スマホ向けゲーム「ポケモンGO」、海外で人気爆発

■任天堂株急騰も各地で騒動頻発
スマートフォン向けゲーム「ポケモンGO」の配信が米国などで始まり、爆発的人気を集めている。
利用者が熱中するあまり、世界各地で騒動も引き起こしている。
開発会社に出資している任天堂の株価は急騰。
日本でも近く配信が始まる予定だ。
(高橋寛次、ワシントン小雲規生)

◆GPSを利用
ポケモンは任天堂の人気ゲーム「ポケットモンスター」シリーズに登場する架空の生き物の愛称。
ポケモンGOは衛星利用測位システム(GPS)を利用しゲームが指定した場所に行き、ポケモンを画面上で捕らえて集めるゲームだ。
見つけたポケモンの姿はスマホのカメラ機能で映し出された実際の風景と合成して表示され、現実世界に存在しているかのような感覚を演出している。

6日に米国、オーストラリア、ニュージーランドの3カ国で配信が始まった。
米メディアによると、米国ではアプリランキングで首位を走り、ダウンロード数が既に1千万を超えたという。

米メディアによると、家のなかにこもりがちだった子供がスマホを片手に外に出かけるようになったり、ゲームが縁となってデートの相手が見つかったりするケースが出ているという。

逆に、トラブルも報告されている。
米ワイオミング州では8日、水辺で暮らす設定のポケモンを見つけようと川沿いを歩いていた女性が本物の死体を発見。
ミズーリ州の警察当局は10日、ポケモン探しに興じている利用者を狙った強盗事件が起きたと発表した。

◆病院内に“侵入”
ポケモンGOでは、各地のランドマークとして知られる施設がゲームで利用できる道具を入手できる場所や、ポケモン同士を戦わせる場所として指定されている。
このためスマホの画面を見つめた利用者たちの格好の目的地となっており、施設の本来の目的そっちのけでゲームに興じる利用者たちのマナー違反への懸念が拡大している。

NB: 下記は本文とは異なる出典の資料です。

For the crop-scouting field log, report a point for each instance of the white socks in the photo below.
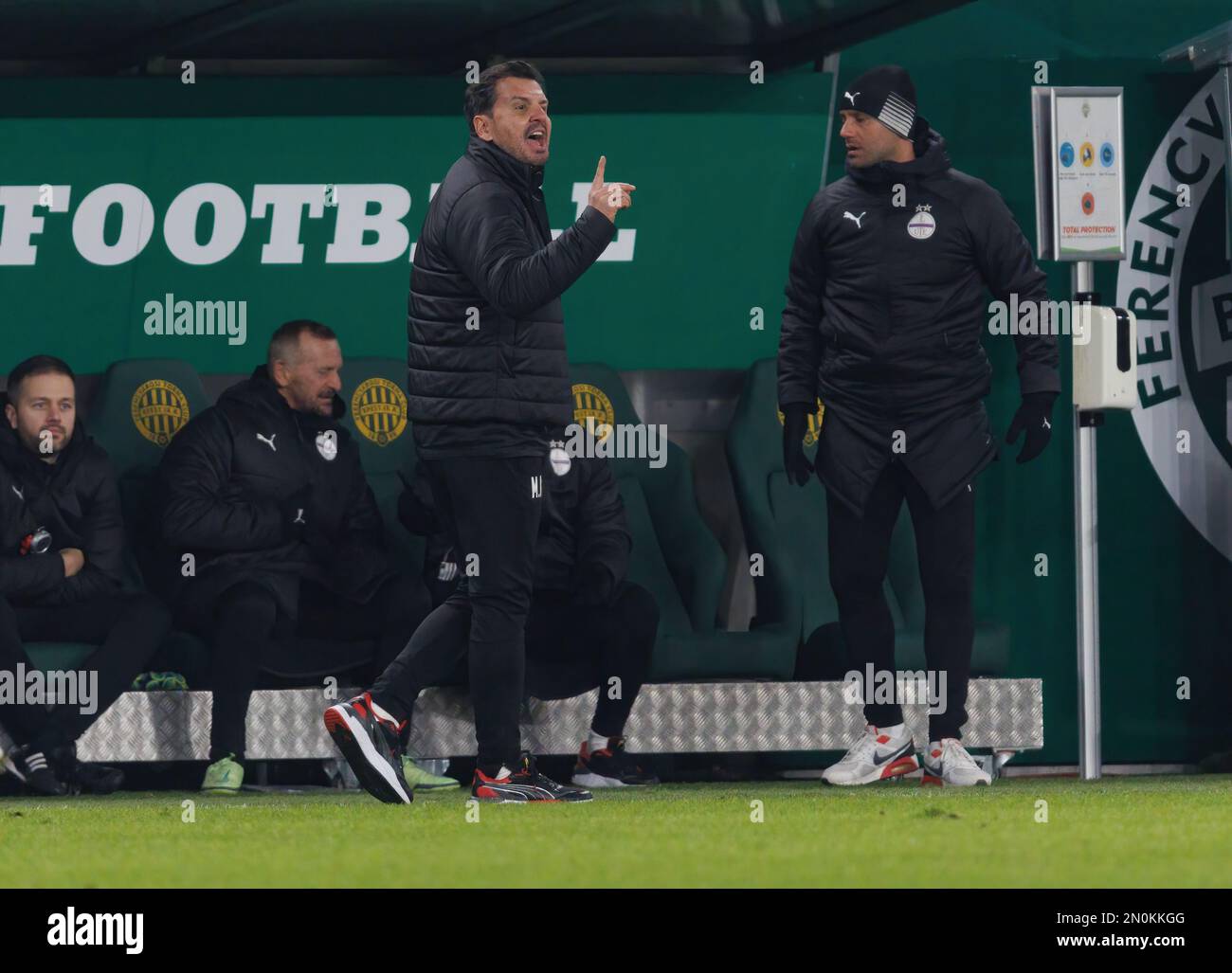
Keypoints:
(382, 713)
(595, 742)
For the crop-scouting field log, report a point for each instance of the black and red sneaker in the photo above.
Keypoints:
(371, 747)
(520, 784)
(610, 767)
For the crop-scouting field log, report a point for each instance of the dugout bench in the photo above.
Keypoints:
(711, 691)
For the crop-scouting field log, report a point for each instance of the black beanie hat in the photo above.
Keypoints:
(888, 95)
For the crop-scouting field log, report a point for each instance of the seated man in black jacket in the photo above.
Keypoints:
(61, 577)
(288, 571)
(588, 627)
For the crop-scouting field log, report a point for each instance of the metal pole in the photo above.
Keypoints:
(1226, 72)
(1087, 563)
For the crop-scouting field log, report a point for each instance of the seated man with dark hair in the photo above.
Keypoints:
(588, 627)
(61, 578)
(290, 571)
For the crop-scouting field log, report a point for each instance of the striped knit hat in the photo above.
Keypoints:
(887, 94)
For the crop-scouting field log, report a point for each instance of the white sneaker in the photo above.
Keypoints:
(876, 756)
(948, 762)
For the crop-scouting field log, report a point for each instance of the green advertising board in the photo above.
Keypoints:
(126, 206)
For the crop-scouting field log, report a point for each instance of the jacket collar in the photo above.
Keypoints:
(931, 159)
(522, 176)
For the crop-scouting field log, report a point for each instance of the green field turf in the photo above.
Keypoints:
(1117, 832)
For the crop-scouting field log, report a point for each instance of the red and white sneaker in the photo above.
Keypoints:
(522, 784)
(948, 762)
(370, 746)
(876, 756)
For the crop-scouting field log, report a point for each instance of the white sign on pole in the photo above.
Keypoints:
(1079, 172)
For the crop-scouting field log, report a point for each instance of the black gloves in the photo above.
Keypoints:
(795, 423)
(1035, 417)
(595, 586)
(296, 513)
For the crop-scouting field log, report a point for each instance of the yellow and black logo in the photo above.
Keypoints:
(589, 402)
(378, 409)
(814, 423)
(159, 410)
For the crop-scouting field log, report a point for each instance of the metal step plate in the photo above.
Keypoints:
(668, 718)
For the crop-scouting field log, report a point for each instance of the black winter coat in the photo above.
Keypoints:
(223, 487)
(487, 245)
(883, 324)
(583, 524)
(77, 500)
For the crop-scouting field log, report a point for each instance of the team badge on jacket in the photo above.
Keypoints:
(922, 225)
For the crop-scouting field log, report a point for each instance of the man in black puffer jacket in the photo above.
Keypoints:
(488, 373)
(62, 573)
(266, 493)
(886, 300)
(588, 624)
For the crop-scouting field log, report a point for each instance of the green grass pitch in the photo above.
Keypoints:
(1120, 832)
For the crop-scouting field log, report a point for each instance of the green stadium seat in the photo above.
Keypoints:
(676, 557)
(788, 525)
(374, 390)
(136, 409)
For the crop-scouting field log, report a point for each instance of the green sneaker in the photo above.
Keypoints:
(420, 780)
(223, 777)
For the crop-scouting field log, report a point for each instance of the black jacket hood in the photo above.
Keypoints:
(262, 392)
(931, 158)
(522, 176)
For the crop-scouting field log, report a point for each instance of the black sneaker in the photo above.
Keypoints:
(524, 784)
(85, 779)
(36, 772)
(610, 767)
(370, 746)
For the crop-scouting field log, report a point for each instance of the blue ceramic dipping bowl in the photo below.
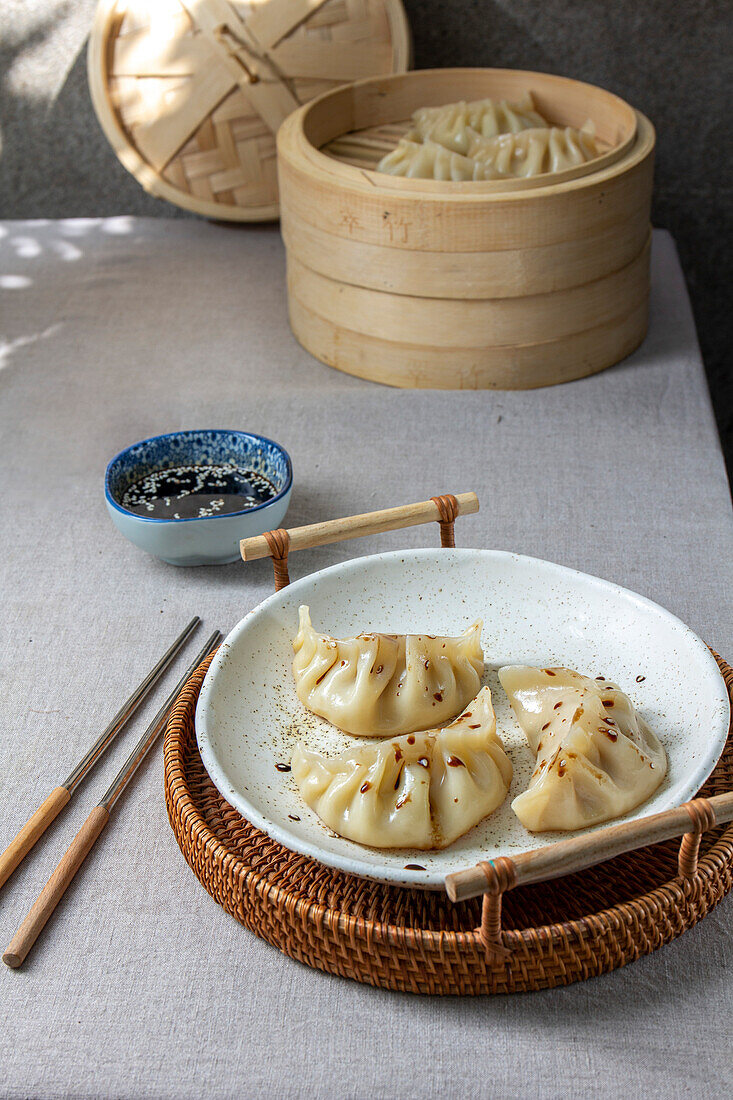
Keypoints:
(198, 540)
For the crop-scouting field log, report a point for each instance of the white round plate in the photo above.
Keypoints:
(249, 717)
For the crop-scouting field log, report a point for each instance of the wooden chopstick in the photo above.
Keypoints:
(48, 810)
(84, 840)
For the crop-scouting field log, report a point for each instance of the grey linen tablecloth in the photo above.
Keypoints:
(141, 986)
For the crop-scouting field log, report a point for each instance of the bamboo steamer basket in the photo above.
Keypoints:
(190, 92)
(507, 284)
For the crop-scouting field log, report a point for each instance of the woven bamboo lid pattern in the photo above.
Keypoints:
(190, 92)
(556, 933)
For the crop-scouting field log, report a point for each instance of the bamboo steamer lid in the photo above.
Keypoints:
(190, 92)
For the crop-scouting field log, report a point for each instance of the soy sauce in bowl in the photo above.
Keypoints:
(190, 496)
(197, 492)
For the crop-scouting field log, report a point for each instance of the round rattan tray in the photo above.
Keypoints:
(556, 933)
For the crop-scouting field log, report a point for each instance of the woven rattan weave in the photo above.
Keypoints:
(418, 942)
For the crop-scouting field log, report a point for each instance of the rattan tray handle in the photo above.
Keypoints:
(442, 509)
(566, 857)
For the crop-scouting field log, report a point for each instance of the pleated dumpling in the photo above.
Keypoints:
(427, 161)
(416, 791)
(595, 758)
(449, 123)
(381, 684)
(532, 152)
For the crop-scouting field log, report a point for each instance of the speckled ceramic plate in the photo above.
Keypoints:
(249, 717)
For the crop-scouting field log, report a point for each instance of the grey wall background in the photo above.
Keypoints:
(670, 59)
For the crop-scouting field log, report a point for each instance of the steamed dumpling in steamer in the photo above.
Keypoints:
(595, 758)
(380, 684)
(532, 152)
(448, 123)
(416, 791)
(427, 161)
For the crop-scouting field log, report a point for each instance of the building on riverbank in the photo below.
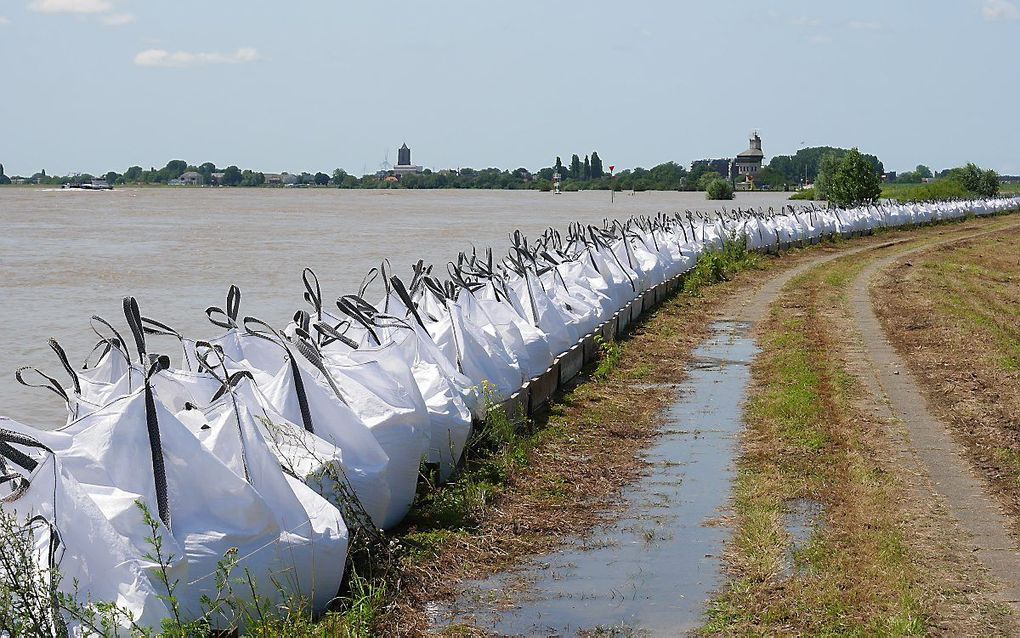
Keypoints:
(749, 162)
(404, 165)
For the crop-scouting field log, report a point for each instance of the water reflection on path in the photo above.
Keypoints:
(652, 572)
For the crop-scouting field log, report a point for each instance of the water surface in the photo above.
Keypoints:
(65, 255)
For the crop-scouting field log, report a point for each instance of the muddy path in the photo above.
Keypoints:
(652, 569)
(653, 566)
(979, 517)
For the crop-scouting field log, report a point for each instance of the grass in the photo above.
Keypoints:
(936, 191)
(719, 265)
(807, 440)
(808, 193)
(957, 311)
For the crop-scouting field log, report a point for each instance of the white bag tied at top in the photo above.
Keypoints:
(70, 536)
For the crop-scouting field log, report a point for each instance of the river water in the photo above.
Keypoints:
(66, 255)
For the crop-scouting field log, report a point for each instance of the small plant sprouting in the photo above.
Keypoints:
(610, 354)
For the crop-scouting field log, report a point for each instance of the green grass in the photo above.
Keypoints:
(855, 574)
(720, 264)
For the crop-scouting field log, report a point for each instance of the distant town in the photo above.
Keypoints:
(746, 170)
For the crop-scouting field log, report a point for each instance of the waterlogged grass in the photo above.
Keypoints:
(720, 264)
(806, 439)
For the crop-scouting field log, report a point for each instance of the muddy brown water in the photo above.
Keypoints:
(65, 255)
(652, 571)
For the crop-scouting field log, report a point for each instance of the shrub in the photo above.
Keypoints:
(935, 191)
(854, 182)
(719, 189)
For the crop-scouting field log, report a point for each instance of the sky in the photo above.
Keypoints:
(98, 85)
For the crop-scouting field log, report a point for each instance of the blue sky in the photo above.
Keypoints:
(94, 85)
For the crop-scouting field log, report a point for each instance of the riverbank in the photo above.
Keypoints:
(564, 478)
(838, 529)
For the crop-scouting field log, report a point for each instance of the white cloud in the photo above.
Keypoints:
(804, 20)
(1000, 10)
(162, 57)
(118, 19)
(70, 6)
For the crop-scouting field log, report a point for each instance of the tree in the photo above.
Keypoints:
(772, 179)
(988, 186)
(806, 163)
(984, 183)
(826, 168)
(855, 182)
(174, 168)
(706, 179)
(719, 189)
(232, 176)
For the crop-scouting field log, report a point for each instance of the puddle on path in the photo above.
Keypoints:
(651, 572)
(801, 520)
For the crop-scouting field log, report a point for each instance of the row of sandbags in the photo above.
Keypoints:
(265, 444)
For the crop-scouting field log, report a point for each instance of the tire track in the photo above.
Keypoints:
(979, 517)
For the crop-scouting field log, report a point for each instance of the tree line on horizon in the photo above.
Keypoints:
(782, 173)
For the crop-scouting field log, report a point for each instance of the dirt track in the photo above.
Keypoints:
(979, 517)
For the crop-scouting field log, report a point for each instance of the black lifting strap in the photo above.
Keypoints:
(156, 445)
(299, 383)
(15, 455)
(398, 287)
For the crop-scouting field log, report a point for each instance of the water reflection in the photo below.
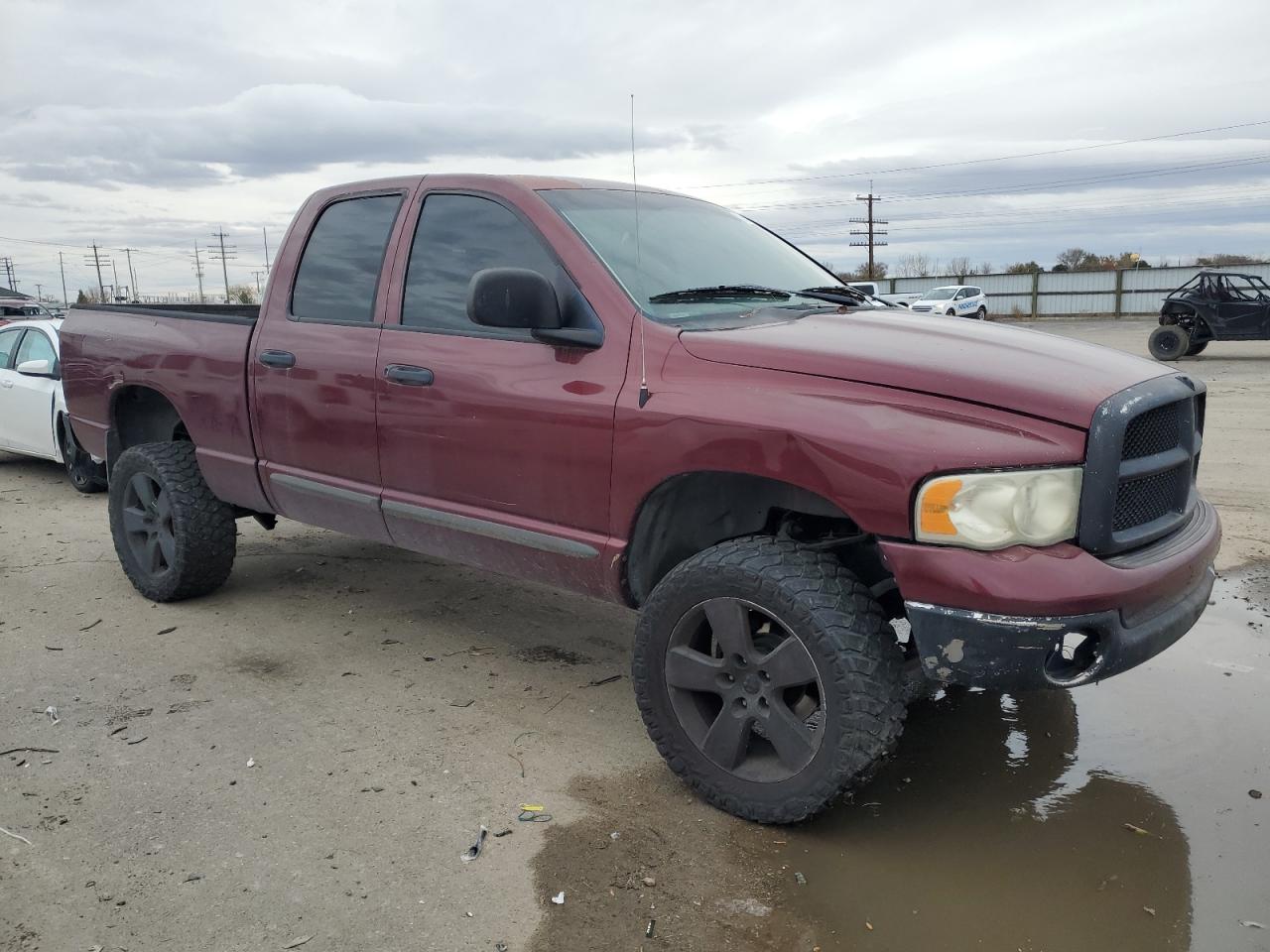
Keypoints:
(971, 839)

ナチス・ドイツによるユダヤ人大量虐殺の犠牲者を慰霊する米首都ワシントンのホロコースト博物館では、ポケモンの捕獲に走り回る入館者が殺到。
博物館側は「犠牲者を慰霊する場でゲームで遊ぶのは不適切だ」と批判した。

欧州の報道では、オランダのアムステルダム大学付属病院で、ポケモンGOの利用者が立ち入り制限区域に入り込む問題が相次ぎ、病院内でポケモン探しをしないよう訴えた。
同院はツイッターに「病気のポケモンはわれわれがお世話をするから、面会に来ないで」と書き込んだ。

◆日本も近く配信
ポケモンGOの企画・開発を行う企業、ポケモン(東京)の担当者は「大変な反響をいただいている。
(問題については)真偽を含めて詳細を確認し、対応すべきところは善処したい」と話した。

同社には任天堂が32%を出資。
アプリをつくって運営するのは、任天堂や米グーグルが出資する米ベンチャー企業のナイアンティックだ。
このため、任天堂の株価は12日までの3営業日で5割超も上昇した。
時価総額は1兆円超膨らみ、約8カ月ぶりに3兆円を超えた。

ポケモンGOに関しては、間接的な利益貢献との指摘もあるが、同社は今秋から、ディー・エヌ・エー(DeNA)と提携してスマホ向けゲームの配信を始める予定もあり、期待が高まっている。
ポケモンGOの日本での配信時期は正式には明らかにされていないが、任天堂はポケモンGOで遊ぶ専用端末を7月末に発売する予定で、少なくともそれ以前には配信が始まるとの見方が強い。